*Crédito da Imagem: Gilvan Rocha/Agência Brasil
A tragédia no Rio Grande do Sul escancara fatos que precisam ser enfrentados urgentemente. O mais óbvio refere-se às mudanças climáticas que, apesar dos incontáveis alertas da comunidade científica, ainda não são enfrentadas com afinco. Outro diz respeito à desinformação, que consome tempo e energia num momento em que a prioridade é (ou deveria ser) salvar vidas.
Informações falsas não são novidade, assim como a propaganda usada para minar a confiança em adversários políticos ou instituições. A novidade está na velocidade e no alcance dos conteúdos fraudulentos que agora circulam por aplicativos de mensagem e redes sociais — aliás, os mesmos canais que, se usados de forma responsável, ajudam na articulação de voluntários, na organização de doações e até na localização de crianças separadas de suas famílias nas enchentes.
Como já vimos em outros episódios, as catástrofes despertam o melhor e o pior da humanidade. A pergunta sobre a qual deveríamos nos aprofundar é: como fazer essa balança pender para o lado positivo? Ou, quando olhamos especificamente para o ecossistema informacional, como fomentar o uso mais responsável e ético das plataformas digitais?

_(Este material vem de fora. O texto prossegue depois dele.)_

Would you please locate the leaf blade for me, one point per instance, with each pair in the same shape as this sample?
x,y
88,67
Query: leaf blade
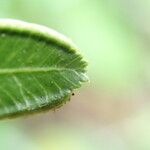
x,y
39,68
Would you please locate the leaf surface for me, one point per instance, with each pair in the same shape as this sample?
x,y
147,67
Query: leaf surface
x,y
39,68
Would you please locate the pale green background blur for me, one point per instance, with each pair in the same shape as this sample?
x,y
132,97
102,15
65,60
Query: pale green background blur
x,y
112,112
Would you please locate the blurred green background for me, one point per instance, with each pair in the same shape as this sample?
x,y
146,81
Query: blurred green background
x,y
112,112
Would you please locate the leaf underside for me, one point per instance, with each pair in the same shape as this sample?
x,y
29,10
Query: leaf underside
x,y
39,69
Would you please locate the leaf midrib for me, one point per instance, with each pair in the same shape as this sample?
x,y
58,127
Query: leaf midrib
x,y
25,70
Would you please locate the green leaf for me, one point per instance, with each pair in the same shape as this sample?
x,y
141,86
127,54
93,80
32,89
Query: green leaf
x,y
39,68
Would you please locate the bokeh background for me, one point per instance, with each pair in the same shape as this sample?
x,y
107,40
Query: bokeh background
x,y
112,112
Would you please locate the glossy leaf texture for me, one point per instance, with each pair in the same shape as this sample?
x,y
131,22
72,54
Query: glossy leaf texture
x,y
39,68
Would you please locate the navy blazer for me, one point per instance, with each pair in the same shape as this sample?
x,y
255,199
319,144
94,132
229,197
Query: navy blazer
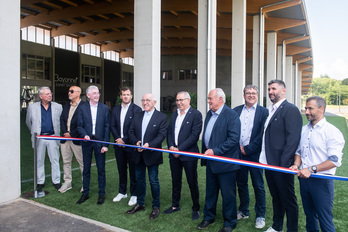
x,y
102,127
155,134
116,121
224,140
255,144
190,130
73,123
282,135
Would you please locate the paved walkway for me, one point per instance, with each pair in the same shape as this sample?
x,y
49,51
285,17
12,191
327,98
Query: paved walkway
x,y
26,215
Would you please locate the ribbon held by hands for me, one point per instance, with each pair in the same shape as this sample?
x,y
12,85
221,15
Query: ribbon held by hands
x,y
202,156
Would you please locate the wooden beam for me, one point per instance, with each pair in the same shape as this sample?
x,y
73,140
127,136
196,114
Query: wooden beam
x,y
53,5
281,6
70,3
292,49
83,10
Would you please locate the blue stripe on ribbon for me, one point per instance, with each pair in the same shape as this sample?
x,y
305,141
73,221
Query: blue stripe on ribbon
x,y
199,155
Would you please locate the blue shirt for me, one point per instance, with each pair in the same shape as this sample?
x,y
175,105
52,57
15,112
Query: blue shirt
x,y
46,121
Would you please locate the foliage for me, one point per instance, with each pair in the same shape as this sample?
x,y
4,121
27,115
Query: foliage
x,y
329,89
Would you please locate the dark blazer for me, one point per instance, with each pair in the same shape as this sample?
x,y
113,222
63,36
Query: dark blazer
x,y
102,127
73,123
190,130
155,134
254,148
282,135
224,139
116,121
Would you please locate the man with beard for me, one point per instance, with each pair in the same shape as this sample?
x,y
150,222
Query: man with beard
x,y
280,140
320,151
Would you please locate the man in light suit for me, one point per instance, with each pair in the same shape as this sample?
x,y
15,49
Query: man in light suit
x,y
220,137
280,140
68,123
121,119
252,117
43,118
94,123
183,133
148,129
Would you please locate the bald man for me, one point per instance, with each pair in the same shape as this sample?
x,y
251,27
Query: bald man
x,y
68,123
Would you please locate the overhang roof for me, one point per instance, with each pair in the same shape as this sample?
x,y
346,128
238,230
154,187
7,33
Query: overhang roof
x,y
110,24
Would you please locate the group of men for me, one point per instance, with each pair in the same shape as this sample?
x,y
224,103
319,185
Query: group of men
x,y
249,132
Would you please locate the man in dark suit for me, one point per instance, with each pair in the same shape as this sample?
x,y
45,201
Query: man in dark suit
x,y
280,140
252,117
148,129
94,123
183,134
68,123
121,119
220,137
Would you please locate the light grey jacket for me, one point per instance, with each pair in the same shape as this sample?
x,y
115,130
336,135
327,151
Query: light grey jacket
x,y
33,119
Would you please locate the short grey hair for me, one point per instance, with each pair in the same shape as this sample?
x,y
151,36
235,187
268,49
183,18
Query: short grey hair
x,y
319,101
251,87
41,89
89,89
279,82
220,93
187,95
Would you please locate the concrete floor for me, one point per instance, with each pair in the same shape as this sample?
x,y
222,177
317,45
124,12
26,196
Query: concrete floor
x,y
26,215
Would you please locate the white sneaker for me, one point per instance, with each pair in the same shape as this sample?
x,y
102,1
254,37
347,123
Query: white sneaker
x,y
64,188
119,197
132,200
260,223
272,230
240,215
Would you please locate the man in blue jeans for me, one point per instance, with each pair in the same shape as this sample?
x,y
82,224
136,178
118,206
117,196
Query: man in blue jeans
x,y
252,117
148,129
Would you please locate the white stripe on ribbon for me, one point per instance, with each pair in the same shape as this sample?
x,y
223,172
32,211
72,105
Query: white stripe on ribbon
x,y
202,156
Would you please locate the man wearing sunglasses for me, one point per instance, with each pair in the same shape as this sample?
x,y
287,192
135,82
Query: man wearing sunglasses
x,y
68,123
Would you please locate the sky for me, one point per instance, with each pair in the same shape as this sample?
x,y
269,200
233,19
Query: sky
x,y
328,28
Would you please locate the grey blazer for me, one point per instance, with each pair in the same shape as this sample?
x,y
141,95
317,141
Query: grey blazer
x,y
33,119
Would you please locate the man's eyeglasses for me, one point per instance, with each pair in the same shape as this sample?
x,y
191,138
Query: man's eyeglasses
x,y
250,94
181,100
73,91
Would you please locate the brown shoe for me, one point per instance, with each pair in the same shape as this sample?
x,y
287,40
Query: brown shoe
x,y
154,213
135,209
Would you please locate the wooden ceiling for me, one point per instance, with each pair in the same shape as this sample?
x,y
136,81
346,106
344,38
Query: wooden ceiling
x,y
110,24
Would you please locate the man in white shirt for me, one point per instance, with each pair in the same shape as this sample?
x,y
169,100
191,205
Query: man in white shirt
x,y
320,151
183,134
121,119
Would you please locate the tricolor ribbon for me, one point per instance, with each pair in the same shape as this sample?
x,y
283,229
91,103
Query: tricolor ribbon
x,y
202,156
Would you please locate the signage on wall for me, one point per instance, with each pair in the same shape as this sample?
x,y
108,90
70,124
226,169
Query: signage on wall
x,y
64,82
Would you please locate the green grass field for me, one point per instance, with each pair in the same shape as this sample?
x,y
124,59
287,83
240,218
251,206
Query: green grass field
x,y
114,213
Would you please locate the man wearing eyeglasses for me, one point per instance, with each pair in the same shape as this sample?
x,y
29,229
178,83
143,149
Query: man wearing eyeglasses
x,y
94,123
183,134
68,123
148,129
43,119
252,117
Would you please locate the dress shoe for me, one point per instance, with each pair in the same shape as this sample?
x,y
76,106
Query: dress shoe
x,y
171,210
82,199
154,213
39,187
204,224
195,215
101,200
225,229
57,186
135,209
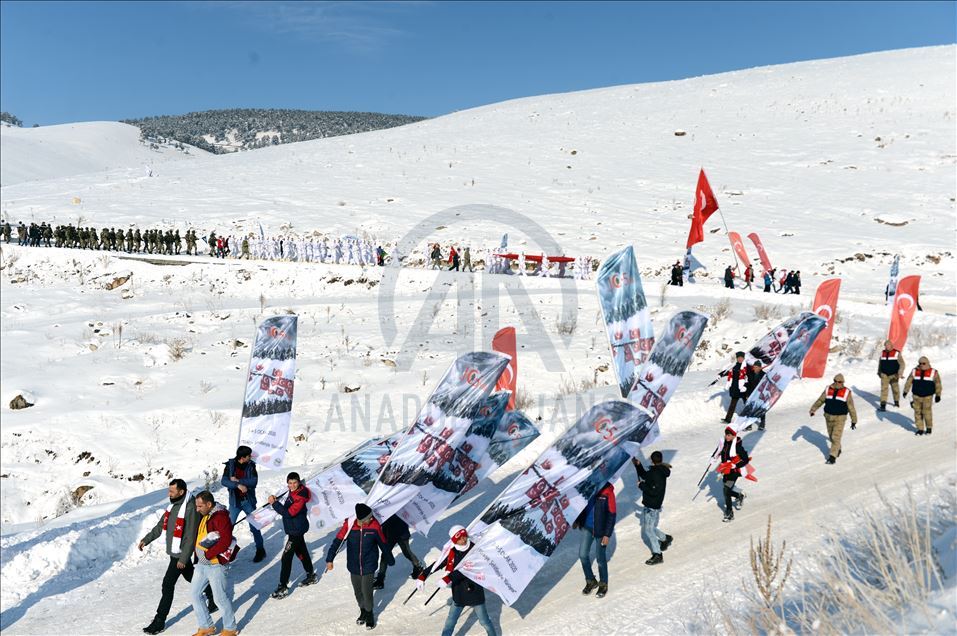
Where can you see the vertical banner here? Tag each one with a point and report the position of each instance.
(521, 529)
(780, 373)
(669, 359)
(902, 311)
(432, 447)
(627, 320)
(704, 206)
(765, 261)
(504, 342)
(267, 407)
(825, 306)
(738, 248)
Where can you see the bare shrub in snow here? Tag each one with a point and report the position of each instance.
(768, 312)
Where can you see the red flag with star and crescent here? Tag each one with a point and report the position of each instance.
(905, 304)
(825, 306)
(704, 206)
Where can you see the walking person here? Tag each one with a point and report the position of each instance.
(653, 482)
(838, 402)
(295, 522)
(737, 384)
(465, 592)
(926, 384)
(215, 550)
(240, 479)
(597, 523)
(889, 370)
(733, 457)
(364, 542)
(178, 525)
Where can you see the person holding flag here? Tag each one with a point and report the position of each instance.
(733, 458)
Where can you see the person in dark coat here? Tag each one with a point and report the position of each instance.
(295, 522)
(597, 521)
(652, 482)
(240, 479)
(364, 542)
(465, 591)
(396, 532)
(733, 457)
(737, 384)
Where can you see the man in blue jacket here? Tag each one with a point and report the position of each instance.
(597, 521)
(364, 541)
(240, 478)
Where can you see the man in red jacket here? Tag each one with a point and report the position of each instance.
(215, 548)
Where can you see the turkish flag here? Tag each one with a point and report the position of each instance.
(825, 306)
(704, 206)
(902, 312)
(504, 342)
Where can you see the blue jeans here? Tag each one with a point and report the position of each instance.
(215, 576)
(481, 612)
(649, 529)
(584, 553)
(247, 506)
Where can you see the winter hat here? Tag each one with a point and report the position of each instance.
(363, 511)
(457, 533)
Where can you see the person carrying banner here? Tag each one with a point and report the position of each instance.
(364, 542)
(178, 524)
(926, 384)
(240, 479)
(733, 458)
(838, 402)
(465, 591)
(597, 521)
(295, 523)
(215, 549)
(652, 482)
(396, 532)
(738, 384)
(888, 370)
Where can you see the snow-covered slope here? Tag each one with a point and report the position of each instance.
(66, 150)
(144, 382)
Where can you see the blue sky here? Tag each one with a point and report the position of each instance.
(81, 61)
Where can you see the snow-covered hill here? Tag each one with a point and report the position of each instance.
(144, 382)
(66, 150)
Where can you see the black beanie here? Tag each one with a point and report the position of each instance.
(362, 511)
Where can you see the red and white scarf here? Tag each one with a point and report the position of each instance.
(174, 547)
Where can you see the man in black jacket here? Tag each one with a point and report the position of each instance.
(652, 482)
(737, 384)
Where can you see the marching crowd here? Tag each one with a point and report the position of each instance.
(200, 544)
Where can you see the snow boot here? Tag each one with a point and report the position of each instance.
(281, 592)
(309, 580)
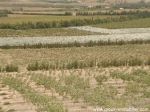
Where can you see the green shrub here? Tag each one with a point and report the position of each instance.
(100, 79)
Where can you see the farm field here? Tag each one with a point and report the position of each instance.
(74, 56)
(140, 23)
(43, 32)
(41, 18)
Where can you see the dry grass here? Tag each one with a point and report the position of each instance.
(83, 54)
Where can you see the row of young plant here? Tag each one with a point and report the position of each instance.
(69, 23)
(9, 68)
(38, 65)
(78, 88)
(138, 82)
(72, 85)
(140, 76)
(76, 44)
(44, 103)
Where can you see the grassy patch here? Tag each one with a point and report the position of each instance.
(43, 32)
(137, 23)
(44, 103)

É importante que o rastro de destruição da desinformação fique bem claro para toda a sociedade: ainda que o conteúdo falso tenha como alvo um ou outro político ou partido, é a população do Rio Grande do Sul quem mais sofre as consequências. Os boatos desencorajam novas doações, frustram os profissionais da linha de frente dos resgates e geram mais insegurança entre as vítimas. “Minha mãe está no RS e tem se sentido muito ansiosa porque, além da enchente em si, ela diz que não sabe mais no que acreditar”, relata uma professora universitária que vive em Pelotas.
Não só ansiedade, mas também medo e ódio costumam compor a lógica da desinformação. O conteúdo falso aproveita-se desses sentimentos para ganhar tração e viralizar.

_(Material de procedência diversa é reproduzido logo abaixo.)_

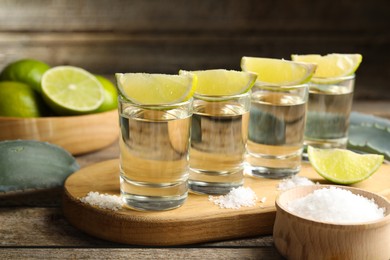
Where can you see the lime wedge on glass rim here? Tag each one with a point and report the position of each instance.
(156, 89)
(278, 71)
(71, 90)
(343, 166)
(221, 82)
(331, 65)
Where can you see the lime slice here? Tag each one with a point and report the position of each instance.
(277, 71)
(220, 82)
(343, 166)
(110, 95)
(70, 90)
(332, 65)
(156, 89)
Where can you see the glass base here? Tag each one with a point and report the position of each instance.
(144, 203)
(212, 188)
(272, 173)
(148, 196)
(215, 182)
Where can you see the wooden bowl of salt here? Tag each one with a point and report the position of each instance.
(76, 134)
(332, 222)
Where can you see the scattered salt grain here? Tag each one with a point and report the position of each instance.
(294, 181)
(236, 198)
(336, 205)
(104, 201)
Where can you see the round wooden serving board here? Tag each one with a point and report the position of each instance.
(197, 221)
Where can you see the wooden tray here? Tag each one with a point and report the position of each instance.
(76, 134)
(198, 220)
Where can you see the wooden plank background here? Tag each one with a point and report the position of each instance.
(167, 35)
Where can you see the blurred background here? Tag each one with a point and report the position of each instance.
(164, 36)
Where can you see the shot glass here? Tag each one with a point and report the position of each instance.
(276, 128)
(218, 140)
(154, 145)
(329, 107)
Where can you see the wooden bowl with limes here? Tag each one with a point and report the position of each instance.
(298, 237)
(76, 134)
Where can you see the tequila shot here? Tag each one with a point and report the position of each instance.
(276, 128)
(218, 140)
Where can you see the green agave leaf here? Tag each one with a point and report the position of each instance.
(370, 138)
(357, 118)
(36, 165)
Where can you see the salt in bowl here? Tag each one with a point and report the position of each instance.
(296, 237)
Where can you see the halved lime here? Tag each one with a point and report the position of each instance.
(343, 166)
(71, 90)
(28, 71)
(156, 89)
(20, 100)
(220, 82)
(278, 71)
(332, 65)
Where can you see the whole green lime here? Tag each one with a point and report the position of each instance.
(27, 71)
(20, 100)
(110, 95)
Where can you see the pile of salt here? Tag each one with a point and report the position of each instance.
(336, 205)
(236, 198)
(294, 181)
(104, 201)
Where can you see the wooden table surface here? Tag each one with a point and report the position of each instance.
(33, 226)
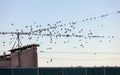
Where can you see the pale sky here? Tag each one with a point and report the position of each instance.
(72, 51)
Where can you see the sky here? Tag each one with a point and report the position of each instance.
(63, 51)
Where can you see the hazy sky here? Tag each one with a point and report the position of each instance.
(66, 51)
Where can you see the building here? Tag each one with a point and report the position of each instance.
(25, 56)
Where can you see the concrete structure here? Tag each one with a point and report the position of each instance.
(25, 56)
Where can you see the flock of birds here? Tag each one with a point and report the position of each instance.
(56, 31)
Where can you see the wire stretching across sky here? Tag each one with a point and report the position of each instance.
(79, 52)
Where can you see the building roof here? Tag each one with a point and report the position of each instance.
(24, 47)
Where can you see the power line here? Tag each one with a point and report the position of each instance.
(79, 52)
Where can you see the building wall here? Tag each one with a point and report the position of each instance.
(22, 58)
(5, 63)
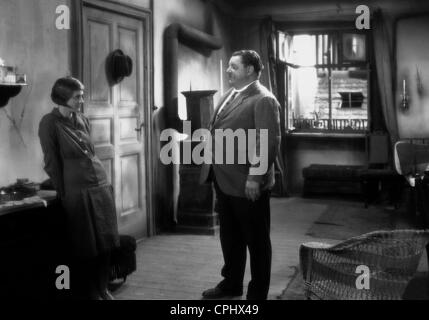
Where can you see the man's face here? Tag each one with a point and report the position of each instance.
(238, 74)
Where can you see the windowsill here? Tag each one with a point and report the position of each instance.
(341, 135)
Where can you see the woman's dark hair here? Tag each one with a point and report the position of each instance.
(250, 58)
(64, 88)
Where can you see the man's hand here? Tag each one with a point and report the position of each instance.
(252, 190)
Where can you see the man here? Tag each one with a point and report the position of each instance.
(243, 197)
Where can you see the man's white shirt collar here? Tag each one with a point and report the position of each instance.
(244, 88)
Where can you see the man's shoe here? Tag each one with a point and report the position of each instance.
(218, 293)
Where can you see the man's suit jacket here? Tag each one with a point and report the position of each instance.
(254, 108)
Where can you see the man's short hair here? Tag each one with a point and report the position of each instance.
(250, 58)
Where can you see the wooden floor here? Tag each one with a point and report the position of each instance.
(171, 267)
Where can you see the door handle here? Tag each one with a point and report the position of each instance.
(139, 129)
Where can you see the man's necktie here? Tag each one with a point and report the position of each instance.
(228, 103)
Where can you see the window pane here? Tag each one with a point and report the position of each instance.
(349, 99)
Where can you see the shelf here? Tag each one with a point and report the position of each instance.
(9, 90)
(339, 135)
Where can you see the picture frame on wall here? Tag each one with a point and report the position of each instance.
(353, 47)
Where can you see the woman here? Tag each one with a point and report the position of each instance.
(81, 184)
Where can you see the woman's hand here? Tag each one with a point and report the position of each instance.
(252, 190)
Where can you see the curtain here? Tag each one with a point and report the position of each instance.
(384, 62)
(270, 76)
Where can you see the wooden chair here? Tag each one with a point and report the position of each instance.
(330, 271)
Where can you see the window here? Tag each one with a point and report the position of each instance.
(327, 81)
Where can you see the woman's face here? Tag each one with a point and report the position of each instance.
(76, 101)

Além do forte discurso antigovernos (em posts que insistem que “o poder público não faz nada” ou “o poder público só atrapalha”), as informações falsas sobre a situação no Rio Grande do Sul se valem do pânico econômico. É inegável que a economia sofrerá um baque e isso precisa ser discutido com seriedade, a partir de dados confiáveis — algo muito diferente do que acontece em publicações alarmistas e sem fonte identificada sobre desabastecimento imediato de arroz, por exemplo.
Nos momentos de crise e de tragédias precisamos ainda mais de informações sérias e confiáveis para tomar as melhores decisões. Foi assim durante a pandemia de Covid-19; e talvez não tenhamos aprendido a lição.
Em “Ensaio sobre a cegueira”, o escritor português José Saramago nos confronta com o lado mais sombrio da condição humana. A obra, que vem sendo lembrada por alguns ao acompanhar a situação no sul do país, nos convida à reflexão: “Se não podemos confiar uns nos outros, aonde é que vamos parar, perguntavam uns, retoricamente, ainda que cheios de razão.”